В последний день масленицы[62] – прощеное воскресенье – поп отпустил Истому после обедни. Истома пошел в кабак. Он хотел встретить завсегдатаев кабака, обозников, пришедших во Псков из Москвы к большому масленичному торгу. Среди них, он думал, наверно уж были двое или трое из тех, которые шли с Первушкой, и Истома хотел расспросить их о сыне.

Боясь, что во множестве людей проглядит их, Истома стал пробиваться через толпу, густо сбившуюся у одного из кабацких столов, и здесь увидел площадного подьячего Филипку Шемшакова, который срядил Первушку в Москву.
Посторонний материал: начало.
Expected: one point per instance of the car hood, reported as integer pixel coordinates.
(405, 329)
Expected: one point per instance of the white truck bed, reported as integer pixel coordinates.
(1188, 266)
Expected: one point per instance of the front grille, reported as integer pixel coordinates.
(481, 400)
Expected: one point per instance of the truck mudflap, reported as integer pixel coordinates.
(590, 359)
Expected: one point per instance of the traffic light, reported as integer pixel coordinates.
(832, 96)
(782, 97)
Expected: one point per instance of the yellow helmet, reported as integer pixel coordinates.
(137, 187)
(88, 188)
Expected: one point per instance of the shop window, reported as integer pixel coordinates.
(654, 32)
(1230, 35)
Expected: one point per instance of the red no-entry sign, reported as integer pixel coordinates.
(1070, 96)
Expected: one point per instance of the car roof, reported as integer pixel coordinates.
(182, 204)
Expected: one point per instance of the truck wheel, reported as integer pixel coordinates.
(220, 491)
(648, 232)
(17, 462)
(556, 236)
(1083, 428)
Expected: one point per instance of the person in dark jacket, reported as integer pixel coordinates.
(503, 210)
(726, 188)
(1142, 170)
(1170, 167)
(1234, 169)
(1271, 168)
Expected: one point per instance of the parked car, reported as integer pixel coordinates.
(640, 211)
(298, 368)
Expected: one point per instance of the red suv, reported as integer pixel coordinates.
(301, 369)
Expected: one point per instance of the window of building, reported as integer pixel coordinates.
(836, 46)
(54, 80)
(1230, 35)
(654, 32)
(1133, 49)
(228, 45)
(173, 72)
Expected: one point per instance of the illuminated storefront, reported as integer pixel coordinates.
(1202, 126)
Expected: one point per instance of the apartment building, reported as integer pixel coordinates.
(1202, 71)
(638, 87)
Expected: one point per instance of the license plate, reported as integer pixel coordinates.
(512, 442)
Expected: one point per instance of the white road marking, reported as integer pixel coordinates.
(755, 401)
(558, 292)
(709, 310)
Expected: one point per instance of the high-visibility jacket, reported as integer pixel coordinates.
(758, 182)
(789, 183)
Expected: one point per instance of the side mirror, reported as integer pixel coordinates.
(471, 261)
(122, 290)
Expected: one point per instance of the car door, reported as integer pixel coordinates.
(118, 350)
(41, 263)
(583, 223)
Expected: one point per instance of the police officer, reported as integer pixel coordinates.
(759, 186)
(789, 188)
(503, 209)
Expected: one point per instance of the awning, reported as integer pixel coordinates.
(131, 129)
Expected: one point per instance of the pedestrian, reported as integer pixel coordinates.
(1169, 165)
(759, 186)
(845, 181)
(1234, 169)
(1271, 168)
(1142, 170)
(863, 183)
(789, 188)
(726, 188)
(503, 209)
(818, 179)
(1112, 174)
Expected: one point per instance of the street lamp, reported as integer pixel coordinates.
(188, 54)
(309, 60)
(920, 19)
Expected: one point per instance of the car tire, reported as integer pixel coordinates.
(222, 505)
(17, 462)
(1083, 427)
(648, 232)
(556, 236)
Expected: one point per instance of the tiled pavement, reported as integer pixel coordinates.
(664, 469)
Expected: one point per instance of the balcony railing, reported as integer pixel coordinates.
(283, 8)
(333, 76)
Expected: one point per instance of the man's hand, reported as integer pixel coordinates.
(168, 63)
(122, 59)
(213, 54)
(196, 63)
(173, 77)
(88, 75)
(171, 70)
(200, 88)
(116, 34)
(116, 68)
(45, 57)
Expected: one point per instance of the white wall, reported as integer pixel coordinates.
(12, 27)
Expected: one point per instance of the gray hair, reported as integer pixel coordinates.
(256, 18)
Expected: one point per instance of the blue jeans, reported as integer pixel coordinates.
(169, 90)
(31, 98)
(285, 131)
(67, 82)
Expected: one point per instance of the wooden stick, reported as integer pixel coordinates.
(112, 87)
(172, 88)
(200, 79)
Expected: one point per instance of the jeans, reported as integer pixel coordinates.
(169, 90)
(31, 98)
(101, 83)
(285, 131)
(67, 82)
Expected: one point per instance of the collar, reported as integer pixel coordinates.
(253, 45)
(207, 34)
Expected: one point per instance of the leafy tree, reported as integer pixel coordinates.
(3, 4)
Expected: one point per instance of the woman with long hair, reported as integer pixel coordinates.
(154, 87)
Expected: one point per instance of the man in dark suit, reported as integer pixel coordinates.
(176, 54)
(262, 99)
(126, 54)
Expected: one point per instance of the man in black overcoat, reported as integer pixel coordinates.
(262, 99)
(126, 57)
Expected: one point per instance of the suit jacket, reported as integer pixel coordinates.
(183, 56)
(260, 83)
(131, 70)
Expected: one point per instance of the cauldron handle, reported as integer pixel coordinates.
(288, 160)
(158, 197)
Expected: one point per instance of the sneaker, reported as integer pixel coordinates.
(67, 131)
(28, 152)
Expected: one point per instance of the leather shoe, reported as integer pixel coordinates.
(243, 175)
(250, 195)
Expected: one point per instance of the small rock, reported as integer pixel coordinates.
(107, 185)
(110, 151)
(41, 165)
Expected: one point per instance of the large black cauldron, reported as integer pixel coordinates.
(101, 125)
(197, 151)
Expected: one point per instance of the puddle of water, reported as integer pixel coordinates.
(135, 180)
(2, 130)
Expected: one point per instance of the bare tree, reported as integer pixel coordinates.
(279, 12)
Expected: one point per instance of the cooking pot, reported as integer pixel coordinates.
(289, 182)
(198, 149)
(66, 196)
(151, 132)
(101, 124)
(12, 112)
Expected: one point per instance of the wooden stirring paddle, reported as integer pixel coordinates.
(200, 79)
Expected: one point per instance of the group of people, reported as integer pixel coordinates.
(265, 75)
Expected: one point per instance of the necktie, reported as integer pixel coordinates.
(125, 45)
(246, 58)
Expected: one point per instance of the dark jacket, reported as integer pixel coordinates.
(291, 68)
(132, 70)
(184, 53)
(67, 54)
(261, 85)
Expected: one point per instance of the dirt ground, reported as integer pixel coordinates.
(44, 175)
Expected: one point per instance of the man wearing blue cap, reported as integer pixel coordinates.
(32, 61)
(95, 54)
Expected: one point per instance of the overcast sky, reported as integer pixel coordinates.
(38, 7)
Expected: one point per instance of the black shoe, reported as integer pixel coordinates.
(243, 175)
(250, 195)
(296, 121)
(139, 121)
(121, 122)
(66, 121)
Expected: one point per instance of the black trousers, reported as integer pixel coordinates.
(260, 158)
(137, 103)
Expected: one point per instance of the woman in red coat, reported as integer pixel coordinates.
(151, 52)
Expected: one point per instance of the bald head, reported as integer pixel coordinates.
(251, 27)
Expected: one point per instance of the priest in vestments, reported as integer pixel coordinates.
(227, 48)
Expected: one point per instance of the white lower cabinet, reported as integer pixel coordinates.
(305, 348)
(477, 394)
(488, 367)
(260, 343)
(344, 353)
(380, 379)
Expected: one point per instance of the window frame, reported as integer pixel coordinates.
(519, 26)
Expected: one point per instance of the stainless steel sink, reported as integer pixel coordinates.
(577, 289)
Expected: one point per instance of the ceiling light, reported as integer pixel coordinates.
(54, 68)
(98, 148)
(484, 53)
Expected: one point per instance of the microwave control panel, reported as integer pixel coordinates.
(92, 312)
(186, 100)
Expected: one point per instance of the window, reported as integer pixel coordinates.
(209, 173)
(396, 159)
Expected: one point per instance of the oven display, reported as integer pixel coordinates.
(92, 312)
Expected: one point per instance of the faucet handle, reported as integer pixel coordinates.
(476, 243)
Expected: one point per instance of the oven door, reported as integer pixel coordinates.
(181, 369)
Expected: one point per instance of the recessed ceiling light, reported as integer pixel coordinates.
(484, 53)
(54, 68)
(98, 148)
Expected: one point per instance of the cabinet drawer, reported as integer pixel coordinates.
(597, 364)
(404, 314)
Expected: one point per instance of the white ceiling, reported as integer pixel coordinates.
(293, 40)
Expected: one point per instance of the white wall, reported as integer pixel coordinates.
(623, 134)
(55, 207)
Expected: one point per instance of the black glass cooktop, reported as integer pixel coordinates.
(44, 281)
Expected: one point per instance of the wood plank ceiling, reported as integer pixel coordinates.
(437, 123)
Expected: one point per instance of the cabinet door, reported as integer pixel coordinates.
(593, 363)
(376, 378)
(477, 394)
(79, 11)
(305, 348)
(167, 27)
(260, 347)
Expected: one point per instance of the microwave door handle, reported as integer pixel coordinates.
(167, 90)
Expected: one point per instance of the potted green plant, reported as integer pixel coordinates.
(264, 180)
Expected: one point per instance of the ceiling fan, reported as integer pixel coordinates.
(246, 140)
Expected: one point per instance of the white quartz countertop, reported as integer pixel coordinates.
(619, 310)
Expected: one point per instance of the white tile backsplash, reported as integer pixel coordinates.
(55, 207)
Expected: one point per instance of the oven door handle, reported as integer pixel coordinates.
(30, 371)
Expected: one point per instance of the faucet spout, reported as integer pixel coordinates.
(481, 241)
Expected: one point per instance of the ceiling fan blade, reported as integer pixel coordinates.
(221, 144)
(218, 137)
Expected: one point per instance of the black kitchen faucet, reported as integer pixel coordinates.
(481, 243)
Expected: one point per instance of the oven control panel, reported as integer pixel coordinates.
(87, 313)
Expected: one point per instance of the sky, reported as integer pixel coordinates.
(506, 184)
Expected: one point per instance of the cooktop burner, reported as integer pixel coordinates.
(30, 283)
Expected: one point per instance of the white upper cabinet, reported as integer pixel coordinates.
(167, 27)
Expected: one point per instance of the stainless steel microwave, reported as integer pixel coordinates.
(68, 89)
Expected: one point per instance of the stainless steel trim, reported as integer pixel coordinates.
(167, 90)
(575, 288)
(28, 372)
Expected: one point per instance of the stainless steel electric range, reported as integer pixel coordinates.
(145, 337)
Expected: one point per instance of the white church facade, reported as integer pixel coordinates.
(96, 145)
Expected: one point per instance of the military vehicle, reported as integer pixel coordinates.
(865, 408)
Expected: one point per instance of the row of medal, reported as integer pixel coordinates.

Истома слыхал от людей, что Филипка сам ездил зачем-то в Москву, – значит, только что воротился и, может быть, видел в Москве Первушку…

– Куды не в черед! – крикнул Истоме один из пьяных парней, окружавших подьячего, и оттолкнул его локтем.

Оказалось, что Шемшаков пишет порядные записи в бурлаки к Емельянову. Богатый гость вовремя делал дело: еще не начался пост, еще до вскрытия рек оставалось шесть-семь недель, а он уже заботился набирать людей для сплава товаров по Волге. Загулявшие и пропившиеся на масленой ярыжки, услышав о том, что Филипка рядит людей и дает вперед деньги, толпой обступили его.

Истома ждал, пока ярыжные собственноручно ставили кресты против своих имен и зажимали в огромных богатырских кулаках заветные пять алтын… Галдеж пуще прежнего стоял в кабаке.

Наконец Истома остался один перед Филипкой.

– Ну, ты, что ли, дальше? – спросил Шемшаков, обернувшись к нему, готовый писать и его имя под записью.

– Я не того… Я звонарь… – возразил, замявшись, Истома.

– Звонарь?! Пошто мне звонарь?! Постой, как помру, отзвонишь… – пошутил Филипка, узнав Истому, но делая вид, что не знает его.

– Сына ты свел в Москву, – брякнул Истома, преодолев нерешимость и робость.